Bisnis.com, JAKARTA—Komite Reformasi Tata Kelola Migas menuntut PT Pertamina (Persero) terbuka terkait data impor bahan bakar minyak (BBM).
Kepala Komite Reformasi Tata Kelola Migas Faisal Basri menyatakan akan meminta Menteri Energi dan Sumber Daya Mineral untuk mendorong Pertamina membuka data impor BBM.
“Saya menuntut ke Pak Menteri untuk buka [data impor Pertamina] ke publik,” katanya seperti dikutip Bisnis, Selasa (25/11/2014).
Dia menceritakan secara kewenangan pihaknya tidak memiliki kewenangan langsung untuk menuntut Pertamina membuka data impor.
Namun, jelasnya, jika menyangkut mafia migas maka Komite Reformasi Tata Kelola Migas memiliki kewenangan penuh.
Menurutnya, keterbukaan Pertamina membuat masyarakat bisa membandingkan harga yang diimpor Pertamina dengan harga negara lain.
Dengan begitu, lanjutnya, tidak terjadi silang pendapat di masyarakat yang menimbulkan berkurangnya kredibilitas pemerintah.
Selain itu, Dosen Fakultas Ekonomi Universitas Indonesia itu mengungkapkan ketidakterbukaan di sektor migas akan menciptakan ruang yang nyaman bagi mafia migas.
“Pokoknya mafia hidup kalau relung-relung digelapkan,” ujarnya.
Prioritaskan Petral
Di sisi lain, Komite Reformasi Tata Kelola Migas akan mempriroritaskan pengkajian terhadap PT Pertamina Energy Trading Ltd (Petral). Faisal mengungkapkan akan segera memberikan rekomendasi terkait Petral kepada Kementerian ESDM.
“Kami tidak menunggu rekomendasi sampai enam bulan, ada report bulanan,” ungkapnya.
Dia menuturkan pengauditan Petral tidak bisa sembarangan karena Petral merupakan badan hukum Hongkong yang meerupakan anak usaha di Singapura. Namun, mayoritas saham Petral dimiliki pemerintah melalui Pertamina.
Lebih jauh, menurutnya, audit Petral dilakukan tanpa melupakan sejarah berdirinya Petral pada era Presiden Soeharto.
Seperti diketahui, Petral awalnya bernama PT Petral Group yang berdiri pada 1969 dengan dua pemegang saham; Petral Oil Marketing Corporation Limited yang terdaftar di Bahama namun berkantor di Hong Kong dan Petral Oil Marketing Corporation yang terdaftar di California, Amerika Serikat (AS).

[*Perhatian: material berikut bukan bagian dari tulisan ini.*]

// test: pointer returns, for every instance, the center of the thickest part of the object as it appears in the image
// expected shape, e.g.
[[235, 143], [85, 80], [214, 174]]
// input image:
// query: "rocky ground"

Pada 1978, kedua perusahaan melakukan merger dan mengubah nama perusahaan menjadi Petral Oil Marketing Limited yang terdaftar di Hong Kong. Pada 1979 hingga 1992, saham Petra Oil Marketing Limited dimiliki perusahaan Zambesi Invesments Limited yang terdaftar di Hongkong dan Pertamina Energy Service Pte Limited yang terdaftar di Singapura.
Selanjutnya, Pertamina mengakuisisi perusahaan tersebut pada 1998. Pada 2011, Pertamina mengubah namanya menjadi PT Pertamina Energy Trading Ltd (Petral). Selain Pertamina, saham Petral juga dimiliki Zambesi Invesment Limited dan Pertamina Energy Service Pte Limited.
Berdasarkan catatan Bisnis, Kementerian ESDM menyatakan Presiden Joko Widodo memberikan mandat kepada Menteri Energi dan Sumber Daya Mineral (ESDM) dan Menteri Badan Usaha Milik Negara (BUMN) untuk mengkaji secara menyeluruh keberadaan Petral.
Menteri ESDM menyatakan Presiden Jokowi memberikan waktu kepada Tim Reformasi untuk menyelidiki Petral selama tiga bulan.
“Dalam tiga bulan harus ada kesimpulan,” ungkapnya.